Чтение онлайн

ЖАНРЫ

Кризис воображения
Шрифт:

«До сих пор в литературе о Гоголе повторяется или молчаливо допускается мнение, что призвание его было исключительно литературное, что, «ударившись в мистику», он загубил свой талант и «занялся не своим делом», что весь духовный путь писателя был одним прискорбным недоразумением. Но почему же религиозно–нравственные идеи Гоголя легли в основу «учительства» всей великой русской литературы и почему значительность его христианского пути с каждым годом раскрывается нам все яснее?» [21]

21

Мочульский К. Гоголь. Соловьев. Достоевский. М.: Республика, 1995. С. 7.

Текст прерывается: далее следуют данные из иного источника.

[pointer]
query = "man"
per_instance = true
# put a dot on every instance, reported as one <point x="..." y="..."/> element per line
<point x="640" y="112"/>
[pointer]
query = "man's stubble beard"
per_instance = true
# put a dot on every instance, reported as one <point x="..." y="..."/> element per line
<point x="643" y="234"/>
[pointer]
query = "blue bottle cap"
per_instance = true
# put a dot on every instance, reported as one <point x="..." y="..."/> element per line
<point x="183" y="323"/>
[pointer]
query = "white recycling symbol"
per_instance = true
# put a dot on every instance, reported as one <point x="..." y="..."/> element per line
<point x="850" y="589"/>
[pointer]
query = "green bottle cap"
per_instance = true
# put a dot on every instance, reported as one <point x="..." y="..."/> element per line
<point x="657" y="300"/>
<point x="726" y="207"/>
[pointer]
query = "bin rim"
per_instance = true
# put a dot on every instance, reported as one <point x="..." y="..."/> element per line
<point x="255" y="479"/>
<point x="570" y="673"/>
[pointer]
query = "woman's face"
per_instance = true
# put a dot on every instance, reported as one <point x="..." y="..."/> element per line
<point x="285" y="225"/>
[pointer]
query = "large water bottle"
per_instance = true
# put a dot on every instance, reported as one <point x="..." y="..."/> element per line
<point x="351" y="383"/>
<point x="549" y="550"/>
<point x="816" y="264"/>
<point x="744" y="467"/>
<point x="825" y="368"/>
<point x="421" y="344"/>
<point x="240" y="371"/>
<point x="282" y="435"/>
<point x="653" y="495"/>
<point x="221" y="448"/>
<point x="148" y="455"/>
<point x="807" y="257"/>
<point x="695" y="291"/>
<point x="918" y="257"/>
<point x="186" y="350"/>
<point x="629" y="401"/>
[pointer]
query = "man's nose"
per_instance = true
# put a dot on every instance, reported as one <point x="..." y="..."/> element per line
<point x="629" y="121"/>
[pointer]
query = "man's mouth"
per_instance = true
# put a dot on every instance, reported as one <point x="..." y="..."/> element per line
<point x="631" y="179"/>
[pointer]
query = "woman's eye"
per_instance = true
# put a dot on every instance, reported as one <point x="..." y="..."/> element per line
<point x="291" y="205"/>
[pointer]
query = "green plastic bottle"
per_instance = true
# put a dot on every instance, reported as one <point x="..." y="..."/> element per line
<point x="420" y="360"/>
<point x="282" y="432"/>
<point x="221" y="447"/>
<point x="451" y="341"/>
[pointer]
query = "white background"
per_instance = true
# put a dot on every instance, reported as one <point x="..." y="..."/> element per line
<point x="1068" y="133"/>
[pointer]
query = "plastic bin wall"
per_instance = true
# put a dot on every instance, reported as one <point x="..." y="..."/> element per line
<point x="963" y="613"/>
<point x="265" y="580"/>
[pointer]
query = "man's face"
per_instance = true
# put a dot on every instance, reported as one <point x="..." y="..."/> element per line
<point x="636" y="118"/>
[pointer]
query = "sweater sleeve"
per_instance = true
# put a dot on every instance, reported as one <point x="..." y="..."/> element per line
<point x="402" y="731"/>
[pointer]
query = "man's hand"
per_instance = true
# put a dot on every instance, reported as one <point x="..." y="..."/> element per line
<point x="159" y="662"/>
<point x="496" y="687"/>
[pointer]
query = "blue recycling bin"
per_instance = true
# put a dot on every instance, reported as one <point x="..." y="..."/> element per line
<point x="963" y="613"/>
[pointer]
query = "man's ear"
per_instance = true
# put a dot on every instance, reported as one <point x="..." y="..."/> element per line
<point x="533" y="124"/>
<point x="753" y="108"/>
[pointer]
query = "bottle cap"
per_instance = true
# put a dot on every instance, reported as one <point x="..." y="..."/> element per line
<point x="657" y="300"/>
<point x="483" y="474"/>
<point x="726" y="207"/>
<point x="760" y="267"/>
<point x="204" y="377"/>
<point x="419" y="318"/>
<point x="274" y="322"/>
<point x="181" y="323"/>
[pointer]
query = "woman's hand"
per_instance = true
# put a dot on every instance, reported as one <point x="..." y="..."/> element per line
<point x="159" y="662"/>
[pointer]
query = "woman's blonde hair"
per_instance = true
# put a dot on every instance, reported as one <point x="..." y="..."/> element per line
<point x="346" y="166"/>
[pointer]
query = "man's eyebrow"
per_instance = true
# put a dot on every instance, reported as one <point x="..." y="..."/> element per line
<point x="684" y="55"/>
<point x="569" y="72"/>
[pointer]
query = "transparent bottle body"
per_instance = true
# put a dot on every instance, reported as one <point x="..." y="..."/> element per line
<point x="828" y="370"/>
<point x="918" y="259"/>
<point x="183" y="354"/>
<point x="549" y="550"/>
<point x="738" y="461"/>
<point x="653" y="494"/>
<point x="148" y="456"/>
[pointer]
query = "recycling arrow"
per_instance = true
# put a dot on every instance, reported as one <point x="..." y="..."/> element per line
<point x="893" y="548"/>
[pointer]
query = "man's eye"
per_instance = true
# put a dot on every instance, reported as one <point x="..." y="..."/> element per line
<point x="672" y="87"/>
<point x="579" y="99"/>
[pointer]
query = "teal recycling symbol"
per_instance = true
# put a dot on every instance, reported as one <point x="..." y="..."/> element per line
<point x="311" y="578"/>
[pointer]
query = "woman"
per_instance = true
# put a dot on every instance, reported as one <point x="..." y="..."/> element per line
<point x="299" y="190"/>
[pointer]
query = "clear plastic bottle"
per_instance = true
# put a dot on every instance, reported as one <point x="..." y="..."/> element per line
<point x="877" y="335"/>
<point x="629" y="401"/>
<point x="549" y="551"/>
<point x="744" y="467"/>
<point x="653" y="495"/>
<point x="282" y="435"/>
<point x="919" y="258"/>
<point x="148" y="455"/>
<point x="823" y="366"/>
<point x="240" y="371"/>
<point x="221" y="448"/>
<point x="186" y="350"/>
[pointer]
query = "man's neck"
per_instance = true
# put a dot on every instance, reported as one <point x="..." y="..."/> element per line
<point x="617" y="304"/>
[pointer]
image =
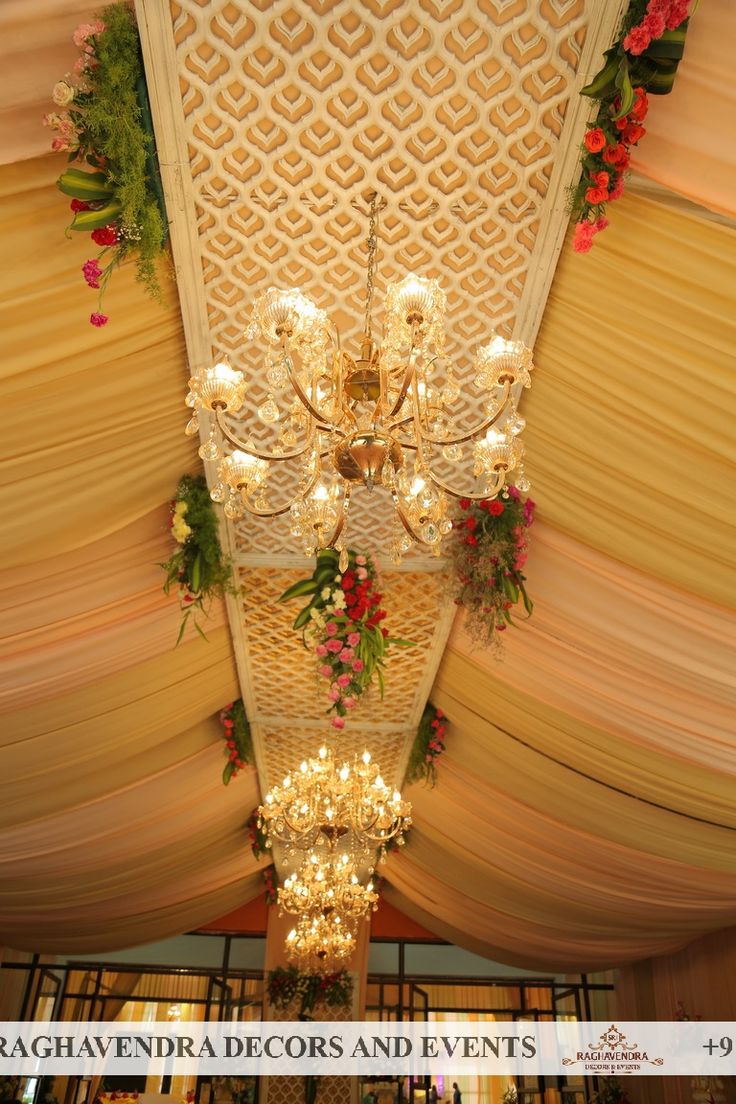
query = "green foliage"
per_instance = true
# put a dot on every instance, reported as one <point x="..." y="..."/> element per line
<point x="428" y="745"/>
<point x="489" y="552"/>
<point x="238" y="744"/>
<point x="198" y="568"/>
<point x="287" y="984"/>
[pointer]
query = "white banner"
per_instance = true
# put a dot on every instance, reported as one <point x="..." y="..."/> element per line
<point x="331" y="1049"/>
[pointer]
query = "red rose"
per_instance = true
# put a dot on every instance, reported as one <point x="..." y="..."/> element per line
<point x="595" y="195"/>
<point x="595" y="140"/>
<point x="106" y="235"/>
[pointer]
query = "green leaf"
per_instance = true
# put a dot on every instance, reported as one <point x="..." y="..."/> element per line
<point x="299" y="590"/>
<point x="196" y="573"/>
<point x="91" y="187"/>
<point x="95" y="220"/>
<point x="625" y="88"/>
<point x="603" y="82"/>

Вопрос Мочульского — не только реабилитация «второго» Гоголя — Гоголя–проповедника. В нем четко обозначен и его собственный «духовный путь». В нем (в скрытом виде) — и ответ на вопрос, которого касались многие русские изгнанники: «Наша задача», который заставляет повторить все, о чем уже было рассказано, но увидев прежнее творчество Мочульского–критика иными глазами.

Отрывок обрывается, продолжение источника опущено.